Photographer Ben Marcin lives in a Baltimore row house with his wife, Lynn. Several years ago, Marcin, a self-taught photographer who bought his first camera at 27, began noticing lone row houses in the blighted sections of the city. “For me it was a fascinating sight: a solitary structure, well over 100 years old, sometimes 40 feet tall and less than 20 feet wide,” he wrote via email. “An amputee shorn of its former neighbors, yet still retaining architectural details and other touches, proclaiming the heights of an earlier era.”
Marcin began photographing the individual homes during his visits to the desolate neighborhoods. He edited them into a series he calls “Last House Standing.” Many of the homes in the series are still occupied, though the city of Baltimore plans on using eminent domain to demolish largely vacant blocks.
Marcin then began using the “bird’s eye” feature of Bing Maps to scour aerial photographs of other nearby cities including Camden, N.J., and Philadelphia to look for similar buildings to include in the series.
Whether photographing homes, trees, or homeless camps, Marcin approaches his work with a formal portrait-style approach rather than a documentary one. For “Last House Standing,” this allowed him “to create a sense of real isolation. … By framing the houses in the semi-abstract way that I did, I was hoping to shine a light on them while at the same time keeping them in their environment,” he said.
The style of shooting not only underlines the isolation of the homes but also gives the building an almost prideful appearance. “When you look at a row house that is still attached, it is easy to miss many of the unique details of the building—the elaborate cornices, the old-style brickwork, the tall windows with the glass that isn’t perfectly flat. These features are much more apparent when the house stands by itself,” Marcin said.
Those details seem almost out of place when compared to the housing constructed today, which instead of being built to last more than 100 years like their row-house counterparts, are “designed to maximize the profit of the developer,” Marcin said.
This housing trend was apparent when Marcin and his wife bought their row house 15 years ago and were provided with a list of all the previous owners. “I remember there were only three or four different owners during the first 60 to 70 years,” Marcin recalled. “By the 1950s and ’60s, our house started to change hands much more frequently. The folks we bought the house from in 1998 had been there for only four years. I am not a sociologist, but to my mind, this phenomenon seems to mirror some of the big social and demographic changes that took place in this country during the time our house has been around.”

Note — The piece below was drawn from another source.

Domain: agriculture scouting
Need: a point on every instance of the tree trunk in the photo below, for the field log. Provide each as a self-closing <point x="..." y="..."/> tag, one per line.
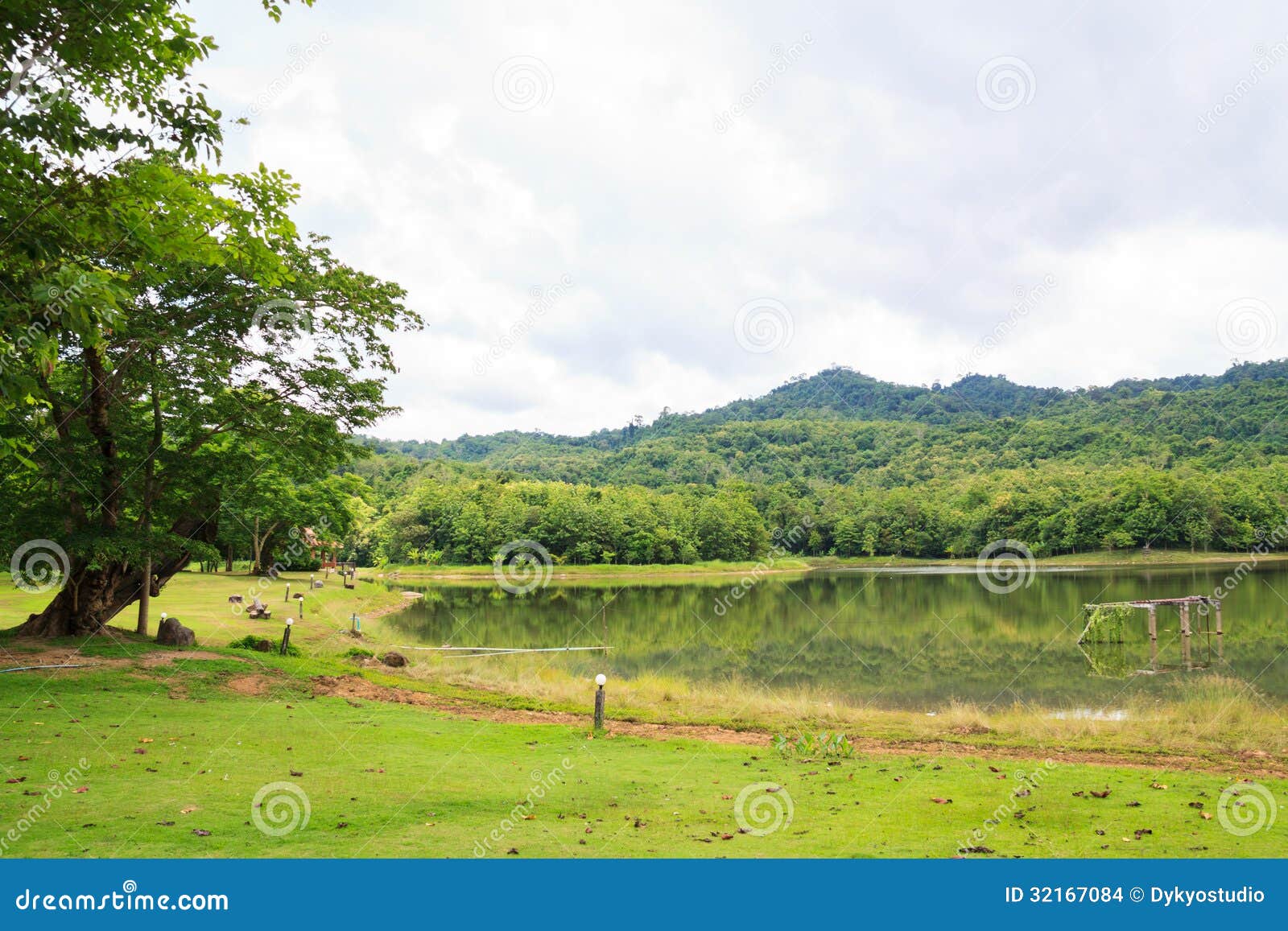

Marcin said he feels for now he is through with “Last House Standing” and considers it a completed project. He and his wife edited the project together, though it’s Lynn, who has a formal photography education and career in the gallery business, who often has the final say about which images make the final cut. “I try to plead my case for the discarded photographs, but in the end, I almost always agree with her decisions,” Marcin said.
Many of Marcin’s images can be seen by appointment at C. Grimaldis Gallery in Baltimore.